Baca Juga: Peran UMKM untuk Perekonomian Indonesia Menakjubkan
“Kenaikan PPN dari 11% menjadi 12% adalah amanat UU yang mengusung prinsip keadilan. Kenaikan bersifat selektif. Mereka yang mampu akan membayar pajak lebih banyak, sementara masyarakat yang tidak mampu akan mendapatkan perlindungan penuh dari negara,” ujar Menaker Yassierli.
Menaker menyampaikan pemerintah memberikan insentif berupa Pajak Penghasilan (PPh) Pasal 21 Ditanggung Pemerintah (DTP) bagi pekerja dengan penghasilan hingga Rp10 juta per bulan untuk pekerja di sektor padat karya.
Tak hanya itu, iuran Jaminan Kecelakaan Kerja (JKK) yang ditanggung BPJS Ketenagakerjaan juga didiskon 50% selama enam bulan guna meringankan beban perusahaan dan pekerja.

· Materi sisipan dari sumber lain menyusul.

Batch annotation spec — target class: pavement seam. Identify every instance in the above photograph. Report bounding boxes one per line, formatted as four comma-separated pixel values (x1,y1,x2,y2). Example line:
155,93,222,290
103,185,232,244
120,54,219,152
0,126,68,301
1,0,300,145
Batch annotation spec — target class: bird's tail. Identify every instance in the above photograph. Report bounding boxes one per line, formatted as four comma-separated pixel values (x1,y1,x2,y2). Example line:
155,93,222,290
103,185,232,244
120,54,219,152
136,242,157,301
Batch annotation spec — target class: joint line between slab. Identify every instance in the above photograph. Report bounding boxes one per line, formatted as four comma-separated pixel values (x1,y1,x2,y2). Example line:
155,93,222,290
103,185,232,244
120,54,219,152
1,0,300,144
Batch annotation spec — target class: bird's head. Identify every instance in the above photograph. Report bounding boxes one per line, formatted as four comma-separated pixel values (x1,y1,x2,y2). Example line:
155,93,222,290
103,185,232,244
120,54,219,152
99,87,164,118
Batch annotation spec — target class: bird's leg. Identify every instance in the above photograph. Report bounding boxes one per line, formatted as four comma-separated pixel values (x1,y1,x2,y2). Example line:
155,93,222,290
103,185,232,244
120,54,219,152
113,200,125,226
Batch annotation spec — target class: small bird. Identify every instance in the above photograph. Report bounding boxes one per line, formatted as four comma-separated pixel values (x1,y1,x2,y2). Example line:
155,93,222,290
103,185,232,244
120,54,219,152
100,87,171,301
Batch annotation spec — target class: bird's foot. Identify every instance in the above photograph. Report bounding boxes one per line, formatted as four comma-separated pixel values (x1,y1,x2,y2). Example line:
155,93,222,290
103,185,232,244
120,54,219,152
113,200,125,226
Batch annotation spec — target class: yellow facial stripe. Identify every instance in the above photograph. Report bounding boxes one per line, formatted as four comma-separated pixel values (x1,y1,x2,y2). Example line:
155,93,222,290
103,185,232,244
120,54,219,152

Kemudian untuk pekerja yang terkena PHK, pemerintah menawarkan dukungan melalui program Jaminan Kehilangan Pekerjaan (JKP) dengan manfaat tunai sebesar 60% flat dari upah selama lima bulan, pelatihan senilai Rp2,4 juta, serta kemudahan akses ke Program Prakerja.
“Kami ingin memastikan bahwa para pekerja yang kehilangan pekerjaan tetap memiliki daya beli dan kesempatan untuk meningkatkan keterampilan mereka,” tegas Yassierli.
Ia menilai kebijakan tersebut merupakan bagian dari strategi pemerintah untuk meningkatkan kesejahteraan masyarakat di tengah tantangan ekonomi global.
Mau Berita Terbaru Lainnya dari Warta Ekonomi? Yuk Follow Kami di Google News dengan Klik Simbol Bintang.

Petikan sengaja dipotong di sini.